キリン「白麹菌抽出物」エイジングケア製品の開発に応用

      執筆者:shirai

キリンホールディングスは、ファンケルと2019年の資本業務提携を契機にさまざまな共同研究を進めており、 2020年1月に、キリンが保有する白麹菌の抽出物に含まれる成分「14-デヒドロエルゴステロール(以下「14-DHE」)」が、美肌機能に関わる酵素「アルギナーゼ1」量を増加することを発表してる。さらに今回、「14-DHE」を含有する白麹菌抽出物を配合した美容液(以下、白麹菌抽出物)の連用試験を実施したところ、角層中の「アルギナーゼ1」量が増加するとともに、幅広い肌老化兆候が改善したことを確認した。 両社は、今回得られた「14-DHE」を含有する白麹菌抽出物がエイジング世代の肌悩みに対して有効であると考え、この知見を製品開発に生かし、今後はエイジング世代に向けたファンケルの化粧品に配合する予定。 本研究成果は、2021年7月31日(土)から8月1日(日)に実施された第39回日本美容皮膚科学会総会・学術大会にて、両社の共同研究成果として発表した。

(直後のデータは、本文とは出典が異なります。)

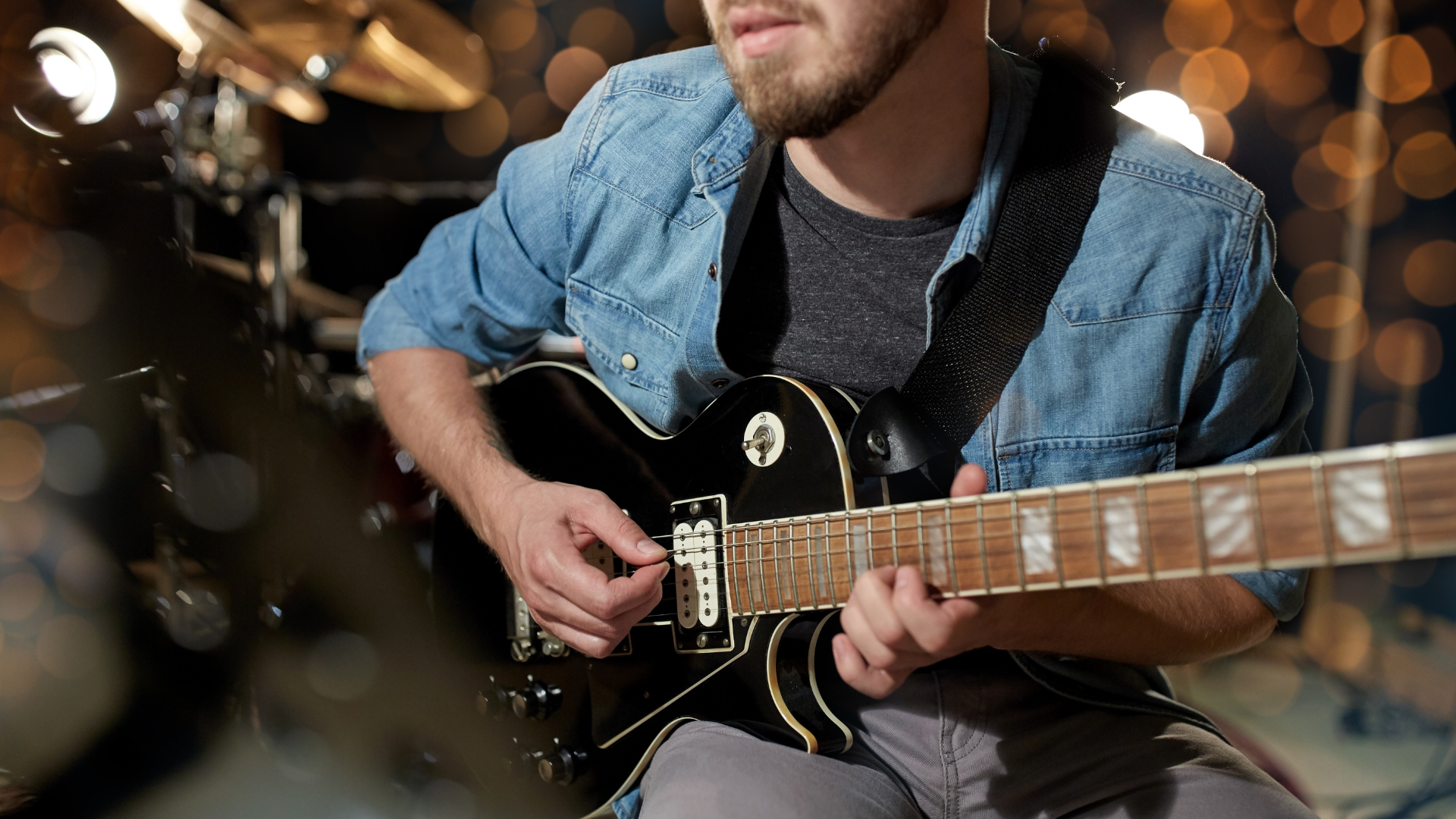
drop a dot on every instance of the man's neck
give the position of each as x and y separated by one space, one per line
918 146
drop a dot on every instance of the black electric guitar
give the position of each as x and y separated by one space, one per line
759 502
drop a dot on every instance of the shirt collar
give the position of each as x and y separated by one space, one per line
1012 82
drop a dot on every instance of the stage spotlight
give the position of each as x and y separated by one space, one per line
1165 114
77 76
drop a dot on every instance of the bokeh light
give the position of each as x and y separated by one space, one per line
22 458
1216 79
1321 187
1419 120
606 33
1165 114
30 256
79 286
1426 165
1337 635
1397 69
571 74
1218 133
1329 22
478 130
1354 145
1196 25
1430 273
1408 352
1264 681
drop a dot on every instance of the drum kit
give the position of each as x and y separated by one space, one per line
220 152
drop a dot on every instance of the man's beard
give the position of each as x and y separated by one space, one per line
783 107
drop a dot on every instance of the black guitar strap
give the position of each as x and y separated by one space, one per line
1050 197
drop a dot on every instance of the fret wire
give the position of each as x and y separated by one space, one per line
919 525
1316 479
794 573
1056 541
894 541
1015 542
1439 509
1196 509
1253 488
981 538
949 547
1142 529
1392 479
778 572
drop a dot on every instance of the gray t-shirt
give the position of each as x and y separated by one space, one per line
829 295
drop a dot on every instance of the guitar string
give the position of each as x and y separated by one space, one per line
830 551
1181 519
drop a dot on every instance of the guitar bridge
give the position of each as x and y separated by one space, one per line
699 591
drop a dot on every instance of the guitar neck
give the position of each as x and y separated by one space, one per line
1366 504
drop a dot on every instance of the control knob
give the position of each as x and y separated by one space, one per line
538 700
563 765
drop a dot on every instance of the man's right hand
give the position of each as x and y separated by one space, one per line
539 531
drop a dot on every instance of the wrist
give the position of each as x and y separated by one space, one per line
490 494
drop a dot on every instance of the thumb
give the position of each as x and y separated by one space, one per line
620 534
970 480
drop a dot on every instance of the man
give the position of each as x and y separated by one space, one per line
894 127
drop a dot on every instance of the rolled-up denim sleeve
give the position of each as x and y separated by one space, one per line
490 281
1254 397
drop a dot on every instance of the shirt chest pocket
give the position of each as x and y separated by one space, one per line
1055 461
625 346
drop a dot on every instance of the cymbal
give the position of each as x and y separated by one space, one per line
216 46
408 55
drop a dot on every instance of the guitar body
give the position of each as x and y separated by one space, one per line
596 723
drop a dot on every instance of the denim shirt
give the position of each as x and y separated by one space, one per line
1168 344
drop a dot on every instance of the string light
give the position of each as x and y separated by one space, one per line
1165 114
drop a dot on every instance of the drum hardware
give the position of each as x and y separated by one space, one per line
406 55
210 46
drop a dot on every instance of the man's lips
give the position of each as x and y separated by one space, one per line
759 33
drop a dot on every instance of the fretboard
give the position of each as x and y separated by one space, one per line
1365 504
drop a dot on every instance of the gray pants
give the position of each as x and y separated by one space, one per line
968 744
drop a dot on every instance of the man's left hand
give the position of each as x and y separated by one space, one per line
893 626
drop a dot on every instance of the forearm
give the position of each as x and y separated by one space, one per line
1165 623
436 413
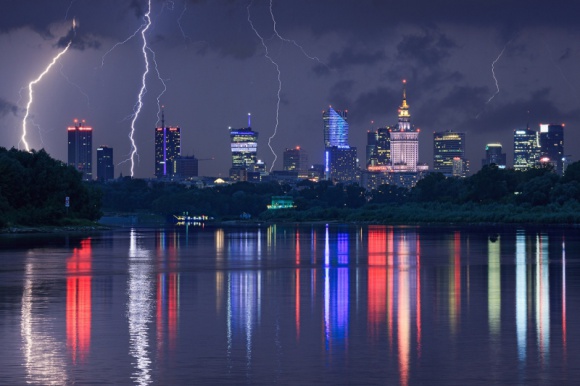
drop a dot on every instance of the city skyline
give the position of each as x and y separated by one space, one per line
467 70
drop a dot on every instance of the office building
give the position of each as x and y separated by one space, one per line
494 155
552 146
80 148
449 153
341 164
167 149
335 128
404 140
526 149
105 165
295 159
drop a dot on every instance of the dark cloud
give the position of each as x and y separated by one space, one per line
7 108
428 49
79 42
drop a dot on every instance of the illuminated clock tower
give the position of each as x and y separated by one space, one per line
404 140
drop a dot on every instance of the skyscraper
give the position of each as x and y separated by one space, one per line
244 147
80 148
526 149
552 146
404 143
295 160
449 153
335 128
105 165
167 149
494 155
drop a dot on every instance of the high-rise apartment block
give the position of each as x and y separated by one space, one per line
80 148
105 165
449 153
167 149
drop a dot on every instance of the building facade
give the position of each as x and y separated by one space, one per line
449 153
105 165
404 140
526 149
552 146
167 149
335 127
494 155
80 148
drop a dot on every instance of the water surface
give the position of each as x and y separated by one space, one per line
292 305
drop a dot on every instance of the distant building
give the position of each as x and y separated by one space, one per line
105 165
494 155
167 149
295 160
80 148
449 153
552 146
335 127
341 164
526 149
404 140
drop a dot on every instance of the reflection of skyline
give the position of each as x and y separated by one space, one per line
78 301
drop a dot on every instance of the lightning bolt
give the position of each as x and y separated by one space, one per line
31 93
142 90
494 77
267 55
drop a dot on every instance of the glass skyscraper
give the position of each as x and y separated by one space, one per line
167 149
335 128
105 165
80 148
526 149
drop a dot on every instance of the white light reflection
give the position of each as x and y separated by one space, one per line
542 297
139 308
521 295
43 354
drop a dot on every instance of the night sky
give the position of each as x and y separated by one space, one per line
351 54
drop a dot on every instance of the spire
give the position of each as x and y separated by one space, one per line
404 109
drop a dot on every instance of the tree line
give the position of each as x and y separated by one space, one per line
33 189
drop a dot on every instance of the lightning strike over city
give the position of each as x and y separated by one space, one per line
267 55
31 92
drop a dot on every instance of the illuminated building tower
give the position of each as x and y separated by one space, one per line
105 165
244 147
552 146
371 149
167 149
449 153
526 149
335 128
383 146
295 160
494 155
404 143
80 148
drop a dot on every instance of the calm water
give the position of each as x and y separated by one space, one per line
292 305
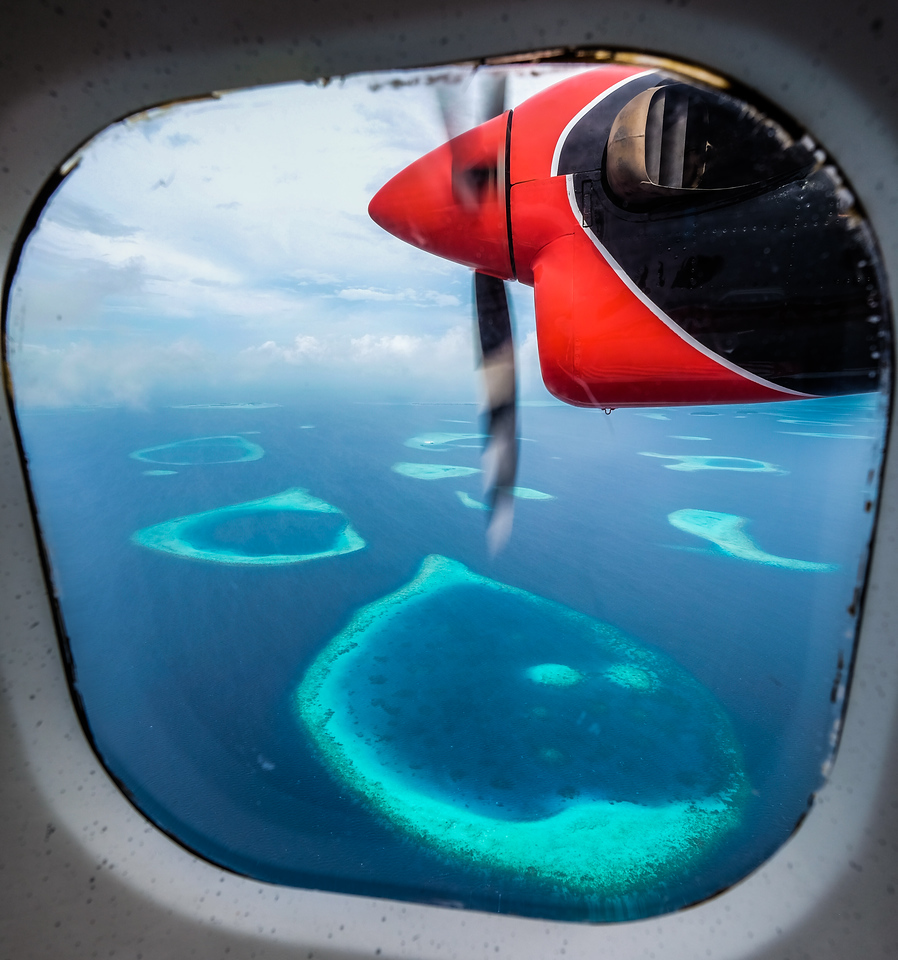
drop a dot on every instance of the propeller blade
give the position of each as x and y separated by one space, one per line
500 455
493 97
455 102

健常皮膚を有する50歳以上の女性32名に、白麹菌抽出物と無配合美容液(美容液の基剤:以下無配合)をそれぞれ指定した左右顔半分に、朝晩のスキンケアで使用してもらい、使用前と使用4週間後に肌測定を実施。その結果、角層中の「アルギナーゼ1」量は白麹菌抽出物側で使用前と比較して4週間後で有意に増加し、無配合側では有意な増加は見らなかった。黄ぐすみの指標となる皮膚色b*値、およびキメ(皮丘)の大きさも、白麹菌抽出物側の使用4週間後において、有意な低下を示した。 キリンは、同社が保有する白麹菌Aspergillus kawachiiに含まれるステロール類の「14-DHE」に、経口摂取で高い肌質の改善効果があることを確認しており、ファンケルは、皮膚表面に多く存在する 「アルギナーゼ 1」が、角層の保湿機能や肌の酸化、糖化の制御に関わる重要な酵素であることを見出すとともに、「14-DHE」が皮膚細胞の「アルギナーゼ1」を増加し、抗糖化機能を有することを発見してきた。 これらを踏まえ、「14-DHE」を含む白麹菌抽出物を配合した美容液の連用試験を行い、「アルギナーゼ1」量が増加することや糖化によって起こる黄ぐすみなどの肌老化兆候の改善について確認した。